Game B: Greedy Saver. Rules: "On your turn, you take all dollars out of your hand and place it into the bank" Win condition: "Have 100 Dollars in hand. Otherwise, you lose."

Both games are impossible to win on their own, but by alternating from A > B or B > A after losing the first game played, you always win the following games played immediately.

Example:

Game A Begins, 50 in bank, 50 in hand. You can't win, but you move all your money from the bank and into your hand, ending with 100 dollars in hand. You then move to Game B, winning immediately as you have 100 in hand, then on your turn, move it all the the bank. Then you play Game A again, starting with 100 in the bank, winning and moving it all to your hand once more etc. Similar interaction when starting with Game B

Conditions met:

Every time you play game A you are guaranteed to lose.

Yes

Every time you play game B you are guaranteed to lose.

Yes

Every time you alternate turns between playing game A and game B you are guaranteed to win. There is a shared state that is carried over between the two games, for example money in the bank. As you swap games, you also swap the rules you are playing with.

Yes, key phrase being emphasised, as we only care about the game state after alternating the games.

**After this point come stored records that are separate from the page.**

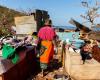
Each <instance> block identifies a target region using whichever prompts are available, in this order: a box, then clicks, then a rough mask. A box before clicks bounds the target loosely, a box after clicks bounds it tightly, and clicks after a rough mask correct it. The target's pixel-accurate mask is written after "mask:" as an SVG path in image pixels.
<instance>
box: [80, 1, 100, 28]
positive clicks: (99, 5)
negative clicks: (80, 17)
mask: <svg viewBox="0 0 100 80" xmlns="http://www.w3.org/2000/svg"><path fill="white" fill-rule="evenodd" d="M92 1H95V3H94V5H91V4H90V3H89V2H88V0H87V1H86V0H83V1H82V2H81V4H82V6H83V7H84V8H86V9H87V11H86V13H85V15H82V14H81V15H80V16H81V17H82V18H83V19H85V20H86V23H87V22H89V24H90V27H91V30H93V28H94V27H96V23H95V19H96V18H98V17H100V14H98V10H99V9H100V4H99V2H98V1H97V0H92Z"/></svg>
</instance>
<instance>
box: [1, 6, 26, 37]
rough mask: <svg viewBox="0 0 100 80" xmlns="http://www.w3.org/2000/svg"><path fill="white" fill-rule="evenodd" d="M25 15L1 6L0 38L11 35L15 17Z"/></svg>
mask: <svg viewBox="0 0 100 80" xmlns="http://www.w3.org/2000/svg"><path fill="white" fill-rule="evenodd" d="M23 15H25V14H24V13H22V12H18V11H15V10H12V9H9V8H7V7H3V6H0V36H4V35H11V34H13V32H12V31H11V26H12V25H15V24H14V17H17V16H23Z"/></svg>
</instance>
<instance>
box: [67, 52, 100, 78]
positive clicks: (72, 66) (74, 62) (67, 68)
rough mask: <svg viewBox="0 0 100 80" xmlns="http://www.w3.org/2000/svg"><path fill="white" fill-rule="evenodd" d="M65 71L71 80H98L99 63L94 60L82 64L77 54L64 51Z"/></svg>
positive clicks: (99, 65) (95, 60) (99, 76)
mask: <svg viewBox="0 0 100 80" xmlns="http://www.w3.org/2000/svg"><path fill="white" fill-rule="evenodd" d="M65 70H66V72H67V73H68V75H69V76H70V77H71V79H72V80H100V76H99V74H100V63H99V62H97V61H96V60H95V59H92V60H90V61H86V63H85V64H82V60H81V56H80V54H79V53H75V52H70V51H68V50H66V54H65Z"/></svg>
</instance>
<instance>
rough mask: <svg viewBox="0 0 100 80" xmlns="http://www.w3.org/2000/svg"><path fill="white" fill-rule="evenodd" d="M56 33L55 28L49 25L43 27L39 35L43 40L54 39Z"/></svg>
mask: <svg viewBox="0 0 100 80" xmlns="http://www.w3.org/2000/svg"><path fill="white" fill-rule="evenodd" d="M55 35H56V34H55V31H54V29H53V28H51V27H49V26H45V27H43V28H41V29H40V30H39V32H38V37H39V38H41V39H42V40H53V39H54V36H55Z"/></svg>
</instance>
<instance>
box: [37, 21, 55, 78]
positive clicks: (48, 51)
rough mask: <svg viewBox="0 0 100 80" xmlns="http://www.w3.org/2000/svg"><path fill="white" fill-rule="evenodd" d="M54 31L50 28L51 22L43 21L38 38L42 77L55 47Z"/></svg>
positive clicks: (51, 25) (51, 23)
mask: <svg viewBox="0 0 100 80" xmlns="http://www.w3.org/2000/svg"><path fill="white" fill-rule="evenodd" d="M55 36H56V34H55V31H54V29H53V28H52V21H51V20H49V19H47V20H45V23H44V26H43V27H42V28H41V29H40V30H39V32H38V37H39V39H40V40H41V42H40V44H41V48H42V50H40V51H41V52H42V53H41V52H40V53H41V54H40V67H41V69H42V75H43V76H44V70H46V69H47V67H48V64H49V62H50V60H52V59H53V54H54V45H55Z"/></svg>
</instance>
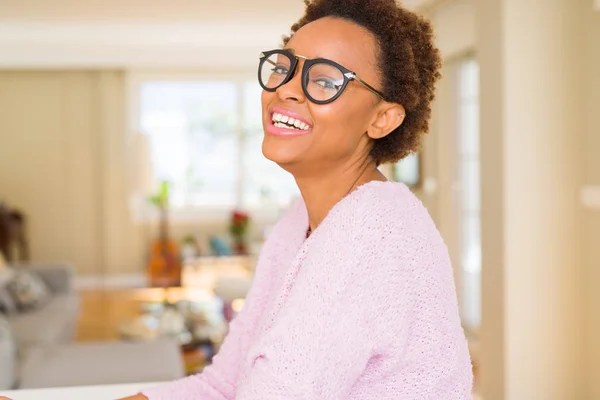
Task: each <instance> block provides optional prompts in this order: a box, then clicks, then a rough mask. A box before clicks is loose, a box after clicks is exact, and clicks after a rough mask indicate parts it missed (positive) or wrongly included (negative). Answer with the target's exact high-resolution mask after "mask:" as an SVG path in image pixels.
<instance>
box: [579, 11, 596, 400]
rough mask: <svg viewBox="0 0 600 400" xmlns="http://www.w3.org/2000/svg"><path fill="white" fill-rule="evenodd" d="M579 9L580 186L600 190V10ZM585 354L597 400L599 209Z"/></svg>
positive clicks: (591, 227)
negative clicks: (580, 134)
mask: <svg viewBox="0 0 600 400" xmlns="http://www.w3.org/2000/svg"><path fill="white" fill-rule="evenodd" d="M583 3H584V5H585V6H584V7H583V8H582V9H581V11H580V12H581V21H582V37H581V42H582V43H581V47H580V49H581V54H582V56H583V57H584V59H583V60H584V61H583V62H582V85H583V87H582V91H583V95H582V102H581V107H582V111H583V112H584V116H583V118H582V128H583V142H582V147H583V153H582V161H583V166H584V171H583V184H584V185H586V186H588V187H595V188H596V190H600V124H599V122H598V110H600V74H599V73H598V71H600V45H599V43H600V8H598V9H597V11H596V12H590V8H591V0H589V1H584V2H583ZM582 241H583V249H584V254H583V257H584V262H585V270H584V275H583V279H584V285H585V286H584V287H585V298H584V299H585V303H584V304H585V307H584V312H585V314H584V316H585V324H584V325H583V332H584V344H585V347H584V354H585V355H586V356H587V357H586V364H585V376H586V377H587V389H588V398H590V399H598V398H600V340H598V338H600V312H599V311H598V310H600V290H598V285H599V284H600V245H599V244H600V208H599V207H598V205H596V207H595V208H591V207H590V208H586V209H584V210H583V234H582Z"/></svg>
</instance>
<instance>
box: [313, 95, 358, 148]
mask: <svg viewBox="0 0 600 400" xmlns="http://www.w3.org/2000/svg"><path fill="white" fill-rule="evenodd" d="M312 115H313V117H314V119H315V125H317V126H318V127H319V131H320V132H322V133H323V140H325V141H335V142H336V143H340V141H341V140H342V139H344V140H343V141H342V142H345V143H349V144H350V143H355V142H356V140H357V139H358V138H360V137H361V136H362V135H363V134H364V133H365V132H366V130H367V121H368V105H366V104H365V105H364V106H361V105H358V106H357V105H356V104H353V103H349V102H342V101H339V100H338V101H335V102H333V103H331V104H327V105H322V106H320V107H315V109H314V110H313V111H312ZM348 139H350V140H348ZM352 139H354V140H352Z"/></svg>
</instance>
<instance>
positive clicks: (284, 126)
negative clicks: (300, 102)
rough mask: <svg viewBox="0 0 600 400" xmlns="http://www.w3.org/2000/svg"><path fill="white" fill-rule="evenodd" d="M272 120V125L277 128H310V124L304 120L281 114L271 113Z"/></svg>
mask: <svg viewBox="0 0 600 400" xmlns="http://www.w3.org/2000/svg"><path fill="white" fill-rule="evenodd" d="M272 120H273V122H274V124H273V125H274V126H276V127H278V128H287V129H291V130H303V131H305V130H308V129H309V128H310V126H309V125H307V124H305V123H304V122H302V121H300V120H298V119H295V118H292V117H289V116H287V115H283V114H278V113H273V117H272Z"/></svg>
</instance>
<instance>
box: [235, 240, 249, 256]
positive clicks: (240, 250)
mask: <svg viewBox="0 0 600 400" xmlns="http://www.w3.org/2000/svg"><path fill="white" fill-rule="evenodd" d="M233 252H234V253H235V254H236V255H246V254H248V245H247V243H246V241H245V240H244V239H236V240H235V242H234V243H233Z"/></svg>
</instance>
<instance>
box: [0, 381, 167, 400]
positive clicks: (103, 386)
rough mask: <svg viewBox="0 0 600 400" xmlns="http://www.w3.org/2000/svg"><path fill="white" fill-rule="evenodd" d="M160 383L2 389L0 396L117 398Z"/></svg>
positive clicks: (69, 397) (120, 397)
mask: <svg viewBox="0 0 600 400" xmlns="http://www.w3.org/2000/svg"><path fill="white" fill-rule="evenodd" d="M156 385H160V383H128V384H122V385H103V386H79V387H70V388H49V389H28V390H7V391H0V396H7V397H8V398H10V399H13V400H81V399H85V400H115V399H119V398H122V397H127V396H133V395H134V394H136V393H139V392H140V391H141V390H143V389H147V388H149V387H153V386H156Z"/></svg>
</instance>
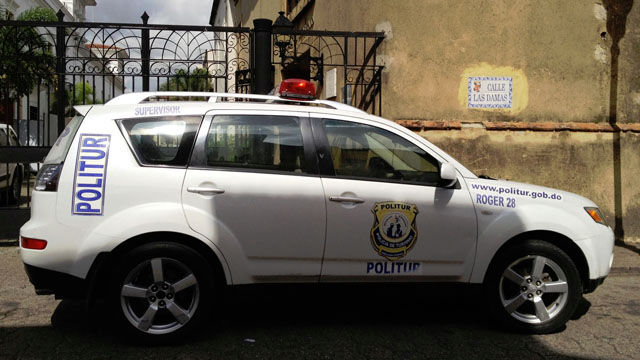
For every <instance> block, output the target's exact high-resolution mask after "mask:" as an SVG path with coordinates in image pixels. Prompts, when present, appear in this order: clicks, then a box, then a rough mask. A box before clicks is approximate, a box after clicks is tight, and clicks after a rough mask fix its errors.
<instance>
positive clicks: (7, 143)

• Your setup would allow Game B to win every time in the alternating scenario, but you would always lose Game A in this setup, as you would never be able to achieve the win condition. Mar 25, 2022 at 15:25
• I think he is assuming that a "Win" in one game resets the conditions. Mar 25, 2022 at 15:43
• Question states that the shared state does not revert at the end of one game or the start of the next. So if you start with B, you can move all the money to the bank, lose, then play Game A, winning with 100 in the bank. Changed the turn rules to allow all money to be moved, but I didn't intend for this to be an endless cycle of winning per se, more that you must lose the first game to allow you to win the second. I don't believe we must start with game A. If the win state doesn't stop the player from then performing their turn after winning, this is an endless win cycle after loss 1 Mar 25, 2022 at 15:53
• Altered the rules to allow the endless win cycle post loss 1 Mar 25, 2022 at 16:00
• @Bewilderer What is preventing you from winning Game A immediately after losing or winning Game B? Both Games are designed not to be winnable only if it's the first game you play. Mar 25, 2022 at 21:42

Game $$A$$:

Choosing even numbers

Game $$B$$:

Choosing odd numbers

Winning:

The two chosen numbers add up to an odd number.

Guaranteed win:

Then, the sum of two even or two odd numbers is even, so one could never win this way. The only way to win would be to choose one even number and one odd number.